Even with training, breaches are going to happen. In these cases, it is critically important to have incident response teams in place to leap into action when such things occur. Yes, these teams should be trained in how to handle a variety of situations, but they should also be creative and non-linear thinkers with the authority to act decisively.

It’s a Smaller World

The conveniences of technology have wrought a smaller world and brought us together in ways unimaginable a century ago. Yet for all of our wide-eyed wonder about the possibilities, a distinct fear looms over our head — the fear of being violated.

Where once we could keep a part of ourselves hidden — and safe — from the world, now we must face the distinct probability that everything about us is exposed. Whether it’s a criminal seeking monetary gain at our expense, a nation-state with an ax to grind, or our own government watching everything we do or say under the auspice of “security,” the very fabric of our world is now as a thin veil barely covering the most intimate detail.

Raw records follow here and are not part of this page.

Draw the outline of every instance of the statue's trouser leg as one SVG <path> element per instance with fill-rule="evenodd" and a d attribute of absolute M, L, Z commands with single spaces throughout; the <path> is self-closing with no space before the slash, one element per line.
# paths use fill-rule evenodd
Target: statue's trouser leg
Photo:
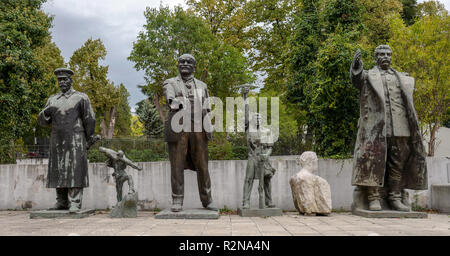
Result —
<path fill-rule="evenodd" d="M 249 156 L 250 158 L 250 156 Z M 244 192 L 243 192 L 243 198 L 242 198 L 242 207 L 243 208 L 249 208 L 250 207 L 250 195 L 252 193 L 253 188 L 253 178 L 255 176 L 254 173 L 254 162 L 249 159 L 247 161 L 247 169 L 245 172 L 245 179 L 244 179 Z"/>
<path fill-rule="evenodd" d="M 83 202 L 83 188 L 69 188 L 68 196 L 70 201 L 70 207 L 76 207 L 81 209 L 81 204 Z"/>
<path fill-rule="evenodd" d="M 389 186 L 389 201 L 397 201 L 402 198 L 402 175 L 408 161 L 410 148 L 409 137 L 391 137 L 387 139 L 387 184 Z"/>
<path fill-rule="evenodd" d="M 272 205 L 272 185 L 270 180 L 272 177 L 264 177 L 264 198 L 266 200 L 266 206 L 271 207 Z"/>
<path fill-rule="evenodd" d="M 128 193 L 134 193 L 133 177 L 131 175 L 128 175 L 127 181 L 128 181 Z"/>
<path fill-rule="evenodd" d="M 170 182 L 172 186 L 172 204 L 183 205 L 184 198 L 184 162 L 186 160 L 188 133 L 183 133 L 177 142 L 169 142 Z"/>
<path fill-rule="evenodd" d="M 189 133 L 189 153 L 197 171 L 197 186 L 203 207 L 212 203 L 211 178 L 208 171 L 208 139 L 205 132 Z"/>
<path fill-rule="evenodd" d="M 122 188 L 123 188 L 123 178 L 116 178 L 116 192 L 117 192 L 117 202 L 122 201 Z"/>
<path fill-rule="evenodd" d="M 367 188 L 367 199 L 370 201 L 380 200 L 380 192 L 378 187 L 366 187 Z"/>
<path fill-rule="evenodd" d="M 264 168 L 262 162 L 258 161 L 258 172 L 259 183 L 258 183 L 258 194 L 259 194 L 259 209 L 265 208 L 265 196 L 264 196 Z"/>
<path fill-rule="evenodd" d="M 69 198 L 67 188 L 56 188 L 56 205 L 55 209 L 69 209 Z"/>

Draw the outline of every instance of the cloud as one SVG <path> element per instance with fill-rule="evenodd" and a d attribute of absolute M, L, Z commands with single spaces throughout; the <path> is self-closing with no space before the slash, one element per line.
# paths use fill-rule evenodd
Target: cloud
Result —
<path fill-rule="evenodd" d="M 103 65 L 109 66 L 108 78 L 123 83 L 130 92 L 130 106 L 145 98 L 137 87 L 144 84 L 144 72 L 133 68 L 127 60 L 133 42 L 145 24 L 146 7 L 160 3 L 173 7 L 183 0 L 50 0 L 43 10 L 54 16 L 52 37 L 66 62 L 89 38 L 100 38 L 107 55 Z"/>

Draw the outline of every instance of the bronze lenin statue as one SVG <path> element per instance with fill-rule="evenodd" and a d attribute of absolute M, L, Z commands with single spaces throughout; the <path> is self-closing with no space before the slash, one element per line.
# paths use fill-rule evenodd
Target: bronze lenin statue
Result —
<path fill-rule="evenodd" d="M 388 45 L 378 46 L 374 55 L 377 65 L 364 70 L 358 49 L 350 68 L 351 81 L 360 90 L 352 208 L 410 211 L 404 189 L 427 189 L 414 78 L 391 67 Z"/>
<path fill-rule="evenodd" d="M 173 212 L 182 210 L 184 170 L 197 172 L 198 190 L 204 208 L 217 210 L 212 204 L 211 180 L 208 171 L 208 140 L 211 121 L 208 113 L 208 88 L 194 78 L 196 62 L 190 54 L 178 58 L 179 75 L 164 81 L 164 96 L 169 107 L 164 124 L 164 138 L 169 148 Z M 180 115 L 183 118 L 179 118 Z M 182 125 L 177 130 L 175 126 Z"/>

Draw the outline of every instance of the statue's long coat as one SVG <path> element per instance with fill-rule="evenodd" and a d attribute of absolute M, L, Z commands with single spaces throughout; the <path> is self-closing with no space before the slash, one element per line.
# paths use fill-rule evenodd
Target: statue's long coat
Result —
<path fill-rule="evenodd" d="M 413 104 L 414 78 L 394 70 L 400 84 L 410 128 L 411 154 L 404 168 L 402 184 L 408 189 L 427 189 L 425 149 Z M 353 85 L 360 90 L 360 118 L 356 138 L 352 185 L 384 186 L 387 143 L 385 94 L 377 66 L 371 70 L 350 69 Z"/>
<path fill-rule="evenodd" d="M 196 93 L 200 93 L 197 96 L 201 98 L 202 101 L 202 132 L 206 134 L 206 141 L 212 139 L 212 125 L 211 125 L 211 119 L 209 116 L 209 112 L 211 111 L 210 103 L 209 103 L 209 92 L 208 92 L 208 86 L 203 83 L 202 81 L 193 78 L 194 84 L 195 84 L 195 90 Z M 186 90 L 186 87 L 184 85 L 183 79 L 180 75 L 176 77 L 169 78 L 164 81 L 163 83 L 163 90 L 164 90 L 164 96 L 167 101 L 167 105 L 169 105 L 169 101 L 174 99 L 179 99 L 181 103 L 185 100 L 188 100 L 188 92 Z M 183 106 L 184 108 L 186 106 Z M 180 140 L 181 136 L 183 135 L 184 131 L 181 132 L 174 132 L 171 128 L 172 118 L 177 113 L 177 111 L 169 111 L 169 114 L 167 116 L 167 120 L 164 123 L 164 140 L 169 143 L 176 143 Z M 187 117 L 188 120 L 191 120 L 191 116 Z M 190 121 L 188 121 L 190 122 Z M 180 124 L 182 122 L 180 121 Z M 194 127 L 191 127 L 193 130 Z M 189 151 L 189 149 L 188 149 Z M 201 153 L 201 152 L 197 152 Z M 185 169 L 194 170 L 194 163 L 190 157 L 190 153 L 186 156 L 185 161 Z"/>
<path fill-rule="evenodd" d="M 73 89 L 50 96 L 38 122 L 52 127 L 47 188 L 88 187 L 87 140 L 95 129 L 88 96 Z"/>

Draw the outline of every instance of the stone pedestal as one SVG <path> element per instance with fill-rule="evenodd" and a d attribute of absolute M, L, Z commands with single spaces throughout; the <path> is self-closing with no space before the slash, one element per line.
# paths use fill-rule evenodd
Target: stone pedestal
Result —
<path fill-rule="evenodd" d="M 69 210 L 43 210 L 30 212 L 30 219 L 81 219 L 94 214 L 95 210 L 83 209 L 78 212 Z"/>
<path fill-rule="evenodd" d="M 219 211 L 207 209 L 185 209 L 180 212 L 165 209 L 156 214 L 155 219 L 218 219 L 219 217 Z"/>
<path fill-rule="evenodd" d="M 281 216 L 283 215 L 283 211 L 280 208 L 264 208 L 264 209 L 238 208 L 238 214 L 241 217 L 270 217 L 270 216 Z"/>
<path fill-rule="evenodd" d="M 417 218 L 426 219 L 428 214 L 426 212 L 401 212 L 401 211 L 369 211 L 364 209 L 353 209 L 353 215 L 362 216 L 366 218 Z"/>
<path fill-rule="evenodd" d="M 111 210 L 111 218 L 136 218 L 137 217 L 137 193 L 126 194 L 122 201 L 118 202 Z"/>

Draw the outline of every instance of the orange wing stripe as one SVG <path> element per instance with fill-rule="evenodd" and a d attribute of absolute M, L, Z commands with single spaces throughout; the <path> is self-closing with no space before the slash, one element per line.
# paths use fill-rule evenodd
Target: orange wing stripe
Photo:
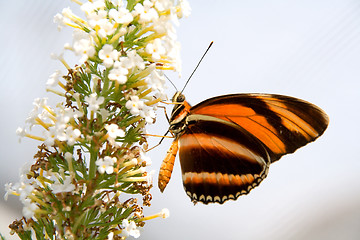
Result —
<path fill-rule="evenodd" d="M 311 103 L 268 94 L 220 96 L 194 106 L 191 113 L 237 124 L 274 154 L 272 160 L 315 140 L 328 122 L 326 114 Z"/>

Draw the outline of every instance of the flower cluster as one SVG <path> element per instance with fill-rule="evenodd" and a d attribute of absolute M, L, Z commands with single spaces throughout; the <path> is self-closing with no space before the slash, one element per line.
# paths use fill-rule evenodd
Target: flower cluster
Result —
<path fill-rule="evenodd" d="M 54 21 L 74 28 L 65 49 L 79 65 L 56 56 L 68 73 L 55 71 L 47 90 L 64 101 L 50 107 L 36 99 L 16 131 L 42 143 L 20 182 L 6 184 L 5 198 L 17 195 L 24 205 L 10 228 L 22 239 L 137 238 L 144 221 L 169 215 L 143 215 L 152 198 L 145 126 L 166 98 L 163 70 L 180 71 L 173 23 L 190 7 L 185 0 L 75 2 L 86 18 L 66 8 Z"/>

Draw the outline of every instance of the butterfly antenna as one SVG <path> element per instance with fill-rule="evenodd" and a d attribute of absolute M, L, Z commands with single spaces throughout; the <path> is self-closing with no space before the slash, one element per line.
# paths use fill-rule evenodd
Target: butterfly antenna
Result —
<path fill-rule="evenodd" d="M 201 57 L 201 59 L 200 59 L 199 63 L 196 65 L 196 67 L 195 67 L 194 71 L 191 73 L 191 75 L 190 75 L 190 77 L 188 78 L 188 80 L 186 81 L 186 83 L 185 83 L 185 85 L 184 85 L 183 89 L 181 90 L 181 93 L 184 91 L 184 89 L 185 89 L 186 85 L 189 83 L 189 81 L 190 81 L 191 77 L 194 75 L 194 73 L 195 73 L 196 69 L 199 67 L 199 65 L 200 65 L 201 61 L 203 60 L 203 58 L 205 57 L 206 53 L 209 51 L 209 49 L 210 49 L 210 47 L 213 45 L 213 43 L 214 43 L 214 42 L 212 41 L 212 42 L 210 43 L 210 45 L 208 46 L 208 48 L 206 49 L 205 53 L 202 55 L 202 57 Z"/>
<path fill-rule="evenodd" d="M 177 87 L 175 86 L 175 84 L 170 80 L 170 78 L 168 76 L 166 76 L 166 74 L 164 74 L 164 76 L 166 77 L 166 79 L 171 83 L 171 85 L 173 85 L 173 87 L 175 88 L 176 91 L 178 91 Z"/>

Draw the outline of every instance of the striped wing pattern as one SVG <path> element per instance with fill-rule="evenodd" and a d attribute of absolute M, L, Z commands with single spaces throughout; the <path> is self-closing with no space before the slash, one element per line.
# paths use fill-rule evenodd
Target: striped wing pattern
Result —
<path fill-rule="evenodd" d="M 179 138 L 183 184 L 194 202 L 235 200 L 266 177 L 270 158 L 255 138 L 232 123 L 194 117 Z"/>
<path fill-rule="evenodd" d="M 319 107 L 274 94 L 232 94 L 210 98 L 190 114 L 213 116 L 244 128 L 265 145 L 271 162 L 318 138 L 329 119 Z"/>
<path fill-rule="evenodd" d="M 224 95 L 193 107 L 183 98 L 170 130 L 185 191 L 204 204 L 235 200 L 260 184 L 272 162 L 322 135 L 328 122 L 317 106 L 282 95 Z M 174 158 L 173 151 L 166 159 Z M 165 167 L 162 172 L 171 174 Z M 162 175 L 166 186 L 170 175 Z"/>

Despite how small our world gets, there will always be room for those who have the heart for helping others navigate treacherous waters. Capitalizing upon the malcontents’ desires to gain from others misfortune offers you and I the unique opportunity to help.

But be warned. This has to go beyond simple hard-drive security kits and installing anti-virus software for a monthly fee. Those best at this craft seek out ways to exploit unsuspecting victims, and then offer wise counsel from a warm heart. These “white hat” crusaders understand the underbelly of the information trade, yet believe in equipping innocents to defend themselves.

You can choose to live in fear and indifference, believing there is nothing substantial you can contribute to the greater good. But remember, it is not the strongest of us that thrives, nor the most intelligent; it is those most adaptable to change. Prepare yourself for the journey ahead, because the security of information will only become more vital as our reliance upon digital interactions grow. Embrace change; embrace your place in helping others feel safe once again.